U.S. House of Representatives 

All three incumbents were reelected: Democrat Michelle Lujan Grisham of the 1st district, Republican Steve Pearce of the 2nd district, and Democrat Ben Ray Luján of the 3rd district.

State elections

Secretary of State (special) 

On October 22, 2015, incumbent Secretary of State Dianna Duran resigned amid a corruption and campaign law investigation. Democrat Maggie Toulouse Oliver, who ran against Duran in 2014, defeated Republican Nora Espinoza  to fill the remainder of her term.

Republican primary 
Republican Brad Winter, who was appointed by Governor Susana Martinez following Duran's resignation, chose not to run for a full term.

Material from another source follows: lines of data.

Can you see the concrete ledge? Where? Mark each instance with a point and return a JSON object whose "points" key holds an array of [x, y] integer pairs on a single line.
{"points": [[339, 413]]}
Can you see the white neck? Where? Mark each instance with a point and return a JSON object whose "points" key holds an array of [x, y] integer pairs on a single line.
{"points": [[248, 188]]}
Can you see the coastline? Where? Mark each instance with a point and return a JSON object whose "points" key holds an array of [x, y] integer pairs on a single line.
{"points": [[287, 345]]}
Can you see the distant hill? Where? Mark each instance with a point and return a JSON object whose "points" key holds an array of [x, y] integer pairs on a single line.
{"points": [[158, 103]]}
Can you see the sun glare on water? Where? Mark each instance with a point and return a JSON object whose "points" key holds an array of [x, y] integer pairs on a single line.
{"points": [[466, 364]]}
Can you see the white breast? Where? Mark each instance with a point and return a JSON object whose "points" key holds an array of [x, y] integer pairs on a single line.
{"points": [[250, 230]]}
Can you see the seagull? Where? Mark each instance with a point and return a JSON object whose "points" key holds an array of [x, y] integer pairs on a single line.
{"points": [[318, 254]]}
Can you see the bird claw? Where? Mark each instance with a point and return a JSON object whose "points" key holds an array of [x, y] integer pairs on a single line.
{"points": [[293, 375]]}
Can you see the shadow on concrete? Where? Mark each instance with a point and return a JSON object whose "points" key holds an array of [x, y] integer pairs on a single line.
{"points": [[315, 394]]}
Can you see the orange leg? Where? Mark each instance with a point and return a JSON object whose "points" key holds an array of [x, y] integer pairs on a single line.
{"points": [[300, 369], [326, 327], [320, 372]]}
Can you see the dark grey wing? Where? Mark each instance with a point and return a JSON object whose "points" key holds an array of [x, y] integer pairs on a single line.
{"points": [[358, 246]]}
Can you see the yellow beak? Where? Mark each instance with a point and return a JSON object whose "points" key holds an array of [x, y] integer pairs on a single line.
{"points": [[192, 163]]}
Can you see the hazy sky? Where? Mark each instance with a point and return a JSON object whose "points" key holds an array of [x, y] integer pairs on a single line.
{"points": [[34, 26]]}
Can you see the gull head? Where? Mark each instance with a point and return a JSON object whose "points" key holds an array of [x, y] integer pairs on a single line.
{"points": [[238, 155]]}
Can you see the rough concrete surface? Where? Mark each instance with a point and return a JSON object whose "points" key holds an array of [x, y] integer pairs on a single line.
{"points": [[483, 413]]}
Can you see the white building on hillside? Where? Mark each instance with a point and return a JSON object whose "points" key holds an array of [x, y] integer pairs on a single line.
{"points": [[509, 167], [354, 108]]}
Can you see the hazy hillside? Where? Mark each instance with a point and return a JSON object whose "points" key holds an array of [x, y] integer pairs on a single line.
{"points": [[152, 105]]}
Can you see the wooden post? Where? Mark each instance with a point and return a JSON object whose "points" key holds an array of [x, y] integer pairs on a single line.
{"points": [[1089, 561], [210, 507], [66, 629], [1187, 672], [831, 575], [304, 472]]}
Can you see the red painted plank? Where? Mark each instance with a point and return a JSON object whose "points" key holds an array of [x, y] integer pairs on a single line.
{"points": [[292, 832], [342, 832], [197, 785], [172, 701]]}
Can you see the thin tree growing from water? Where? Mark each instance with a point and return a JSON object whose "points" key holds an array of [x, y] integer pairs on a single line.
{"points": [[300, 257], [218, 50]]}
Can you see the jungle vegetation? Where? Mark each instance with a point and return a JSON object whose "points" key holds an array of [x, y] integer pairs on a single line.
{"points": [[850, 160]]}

Because of this, state representative Nora Espinoza ran unopposed in the primary election.

Democratic primary 
Bernalillo County clerk Maggie Toulouse Oliver was the only Democrat to declare her candidacy, and ran unopposed in the primary election.

General election

New Mexico Legislature 
All seats of the New Mexico Legislature were up for election in 2016. The New Mexico Senate has 42 members elected to four-year terms, while the New Mexico House of Representatives has 70 members elected to two-year terms.

Senate

House of Representatives

Democrats strengthened their control of the Senate and regained control of the House, securing both legislative chambers.

Ballot measures

Constitutional Amendment 1 
The New Mexico Denial of Bail Measure is a constitutional amendment that allows courts to deny bail to a defendant charged with a felony, but only if the defendant is deemed a threat to the public. It was designed to retain the right to pretrial release for non-dangerous defendants.